Essen. . Im Mathias-Stinnes-Stadion in Karnap wird für 700 Flüchtlinge das größte der Essener Zeltdörfer gebaut. Die Nachbarn in der Beisekampsfurth sind besorgt.

Die Bedrückung kann man der sonst so lebenslustigen Gerda Hilger in den traurigen Augen ablesen. „Wissen Sie“, sagt die Rentnerin, „ich weiß jetzt, wie sich das anfühlt, wenn ein Lebenstraum zerplatzt.“ Sie schluckt kurz. Gerda Hilger wohnt mit Ehemann Frank und Hündin Paula in der Beisekampsfurth in Essen-Karnap.
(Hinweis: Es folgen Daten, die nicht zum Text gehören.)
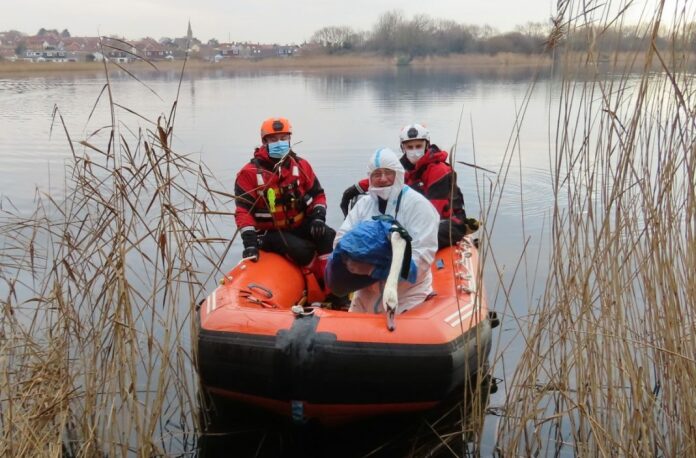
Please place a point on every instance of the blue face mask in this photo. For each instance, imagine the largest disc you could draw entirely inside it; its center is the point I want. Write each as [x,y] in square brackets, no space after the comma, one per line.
[278,149]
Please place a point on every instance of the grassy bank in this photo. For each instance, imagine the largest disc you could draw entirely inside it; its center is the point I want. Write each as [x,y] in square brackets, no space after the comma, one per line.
[309,63]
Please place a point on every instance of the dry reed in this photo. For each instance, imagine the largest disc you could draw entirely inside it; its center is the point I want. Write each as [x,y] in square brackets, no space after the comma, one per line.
[96,323]
[609,366]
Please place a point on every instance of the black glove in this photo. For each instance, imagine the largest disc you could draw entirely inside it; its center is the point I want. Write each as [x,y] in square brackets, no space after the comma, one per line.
[349,194]
[251,245]
[406,263]
[318,226]
[252,253]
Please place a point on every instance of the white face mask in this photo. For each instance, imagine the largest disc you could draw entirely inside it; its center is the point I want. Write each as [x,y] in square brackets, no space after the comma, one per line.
[414,155]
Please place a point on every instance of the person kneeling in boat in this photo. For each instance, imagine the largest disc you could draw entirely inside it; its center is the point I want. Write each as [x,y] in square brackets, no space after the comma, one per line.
[356,265]
[280,204]
[428,172]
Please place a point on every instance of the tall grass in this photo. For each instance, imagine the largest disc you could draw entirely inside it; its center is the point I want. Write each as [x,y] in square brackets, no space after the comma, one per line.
[609,366]
[100,288]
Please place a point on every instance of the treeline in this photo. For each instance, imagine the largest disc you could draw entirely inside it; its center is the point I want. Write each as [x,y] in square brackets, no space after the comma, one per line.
[394,34]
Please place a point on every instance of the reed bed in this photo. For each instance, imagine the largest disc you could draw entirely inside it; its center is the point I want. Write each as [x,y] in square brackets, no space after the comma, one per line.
[99,290]
[609,366]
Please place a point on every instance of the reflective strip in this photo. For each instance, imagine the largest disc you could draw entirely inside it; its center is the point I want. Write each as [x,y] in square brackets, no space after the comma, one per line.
[212,302]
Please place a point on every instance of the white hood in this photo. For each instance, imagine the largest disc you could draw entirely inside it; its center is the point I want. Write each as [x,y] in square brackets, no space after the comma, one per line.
[384,158]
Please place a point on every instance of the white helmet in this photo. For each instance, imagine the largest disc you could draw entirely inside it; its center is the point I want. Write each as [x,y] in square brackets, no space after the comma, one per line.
[414,132]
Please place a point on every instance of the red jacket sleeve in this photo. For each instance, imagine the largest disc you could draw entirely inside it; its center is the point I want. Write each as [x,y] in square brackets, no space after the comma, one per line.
[437,186]
[312,186]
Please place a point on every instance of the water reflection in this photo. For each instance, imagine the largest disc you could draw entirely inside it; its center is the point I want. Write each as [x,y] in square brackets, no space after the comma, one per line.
[446,431]
[340,117]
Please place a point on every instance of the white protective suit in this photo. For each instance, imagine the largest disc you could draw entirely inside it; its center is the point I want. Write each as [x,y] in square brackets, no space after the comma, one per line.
[417,215]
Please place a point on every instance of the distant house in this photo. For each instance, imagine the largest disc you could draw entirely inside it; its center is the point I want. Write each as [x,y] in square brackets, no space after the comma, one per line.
[7,53]
[46,48]
[150,49]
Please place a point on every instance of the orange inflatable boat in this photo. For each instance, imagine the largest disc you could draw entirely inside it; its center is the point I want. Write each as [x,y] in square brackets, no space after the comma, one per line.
[262,343]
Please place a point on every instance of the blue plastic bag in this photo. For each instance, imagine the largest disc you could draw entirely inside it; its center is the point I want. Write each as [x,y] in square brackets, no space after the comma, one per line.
[369,242]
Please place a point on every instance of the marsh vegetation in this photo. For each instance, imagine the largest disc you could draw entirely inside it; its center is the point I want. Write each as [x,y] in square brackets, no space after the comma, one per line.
[99,286]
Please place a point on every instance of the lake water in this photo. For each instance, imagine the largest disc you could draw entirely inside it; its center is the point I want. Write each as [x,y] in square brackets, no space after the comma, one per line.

Vor 14 Jahren sind sie in die Straße gezogen. 2004 haben sie die Doppelhaushälfte erworben. „Ein Häuschen war unser Lebenstraum. Wir haben es hier in der Idylle aus Ruhe und Grün gefunden. Damit ist bald Schluss“, fürchtet Gerda Hilger. „Das Leben kann grausam sein.“

Wenn man aus der Haustür der Hilgers tritt und über die Straße geht, steht man auf dem kleinen grünen Wall des Mathias-Stinnes-Stadions. Hinter den Bäumen entsteht gerade das größte der sieben Essener Flüchtlingsdörfer. 700 Menschen sollen hier einziehen.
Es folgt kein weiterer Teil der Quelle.